Questo processo di istituzionalizzazione ha alcune peculiarità: il primo luogo la New Media Art fa proprio in toto alla propria “utilità sociale” e sul proprio contributo allo sviluppo creativo dei New Media. L’utilità sociale della New Media Art viene implicitamente contrapposta alla non utilità dell’ arte contemporanea.
Da un lato la Media Art voleva integrarsi nel sistema dell’arte come un suo sottoinsieme, dall’altro la Media Art è più che semplice arte. Il risultato è che la Media Art si è conquistata l’immagine di “arte insufficiente”.
Questo rapporto conflittuale con l’arte contemporanea diventa ancora più evidente quando queste due realtà vengono fatte convivere nella stessa istituzione. Nello ZKM infatti i due ambiti vengono “separati in casa” grazie a una suddivisione in una serie di istituti e dipartimenti.
Ma a prescindere dalle critiche che possono essergli rivolte, lo ZKM vanta il merito di aver posto per primo la questione della “museificazione” della New Media Art.
Altre istituzioni si formano in Germania, come l’Institute for New Media, di Francoforte e in Gran Bretagna, il FACT di Liverpool, e oggi la più importante istituzione inglese di New Media Art.
Nei paesi dell’Est i SCCA avranno vita breve: nel 1999, a seguito della ristrutturazione delle fondazioni Soros, tutti i SCCA diventano indipendenti. Questo significherebbe affrontare il problema cruciale dei finanziamenti. Nei SCCA, il sostegno alla New Media Art aveva un ruolo di primo piano.
Il 1990 è l’anno di net_condition, la mostra itinerante progettata dallo ZKM che aprirà la stagione delle grandi mostre museali, soprattutto negli Stati Uniti.
All’inizio del decennio sono ancora pochi gli artisti che si appropriano con una certa consapevolezza delle tecnologie “domestiche”.
Figure come l’italiano Maurizio Bolognini, che realizza installazioni di forte impatto concettuale, riprogrammando e “sigillando” dei personal computer in modo tale che la loro vitalità e attività lavorativa, percepibile attraverso il ronzio, possa essere semplicemente constatata, ma non visualizzata attraverso alcun dispositivo di output.

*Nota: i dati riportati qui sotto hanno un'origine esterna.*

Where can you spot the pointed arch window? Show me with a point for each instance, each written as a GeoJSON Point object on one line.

Con l’avvento del World Wild Web e la diffusione massiccia del personal computer (1995) questa situazione cambia bruscamente. I computer degli anni Novanta sono economici e dotati di un’interfaccia intuitiva; chiunque dopo un minimo di training può usarlo. Fare arte con un computer non richiede più una formazione tecnologica. Chiunque può farlo, e non necessariamente per fare un’arte che trovi nel computer il suo unico mezzo di fruizione.
La Net Art nasce in questo modo. Si tratta di esplorare e sovvertire un linguaggio elementare, creare un corto circuito comunicativo, infilare un mezzo di comunicazione globale.